10/07/2015
nous aurons la paix, et nous l'aurons en vainqueurs, et voilà comme il faut l'avoir
... En toute modestie, avec le plus grand réalisme et bon sens .
« A François de Chennevières
11 juillet [1760]
Depuis la victoire de Landshut, nous ne savons rien de nouveau . Encore deux ou trois petites affaires pareilles, et nous aurons la paix, et nous l'aurons en vainqueurs, et voilà comme il faut l'avoir . À l'égard des vaisseaux, je vous en souhaite . Mille amitiés je vous en prie à M. Sénac , et à messieurs ses enfants .
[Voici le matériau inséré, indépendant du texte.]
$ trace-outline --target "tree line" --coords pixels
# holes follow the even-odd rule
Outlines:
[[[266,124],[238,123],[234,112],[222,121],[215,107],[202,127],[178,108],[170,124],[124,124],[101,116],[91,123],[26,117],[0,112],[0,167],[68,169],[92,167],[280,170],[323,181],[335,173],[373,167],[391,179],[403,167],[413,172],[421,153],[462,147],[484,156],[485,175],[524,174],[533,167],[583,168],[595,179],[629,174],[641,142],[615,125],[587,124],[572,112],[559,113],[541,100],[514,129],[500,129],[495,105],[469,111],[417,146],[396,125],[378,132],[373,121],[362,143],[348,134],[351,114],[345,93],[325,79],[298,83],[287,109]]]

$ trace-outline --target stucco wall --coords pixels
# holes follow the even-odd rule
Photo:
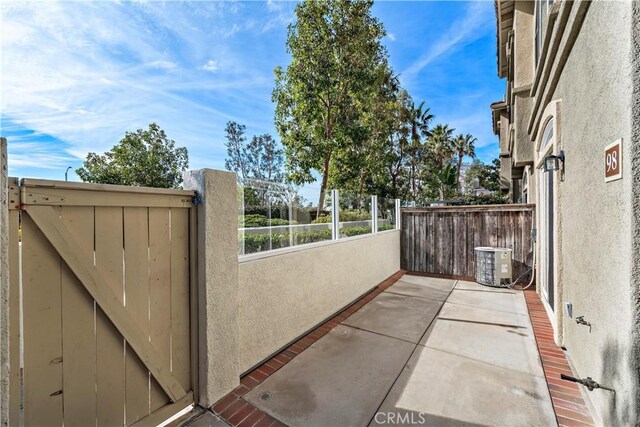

Il y a une Mme de Puiseux à Vincennes 1; ce n'est pas, comme vous le pensez bien , Mme la marquise de Puisieux, c'est une pauvre diablesse de bel esprit qui loge dans une maison de campagne du village de Vincennes ; si vous pouvez, mon cher correspondant, lui épargner le port du présent paquet vous ferez une bonne œuvre . Toutes les Délices les disent parce qu'elles les sentent . »
1 Cette Mme de Puisieux est celle pour qui Diderot avait éprouvé une « violente passion » ainsi qu'il l'avait écrit à V* le 11 juin 1749 .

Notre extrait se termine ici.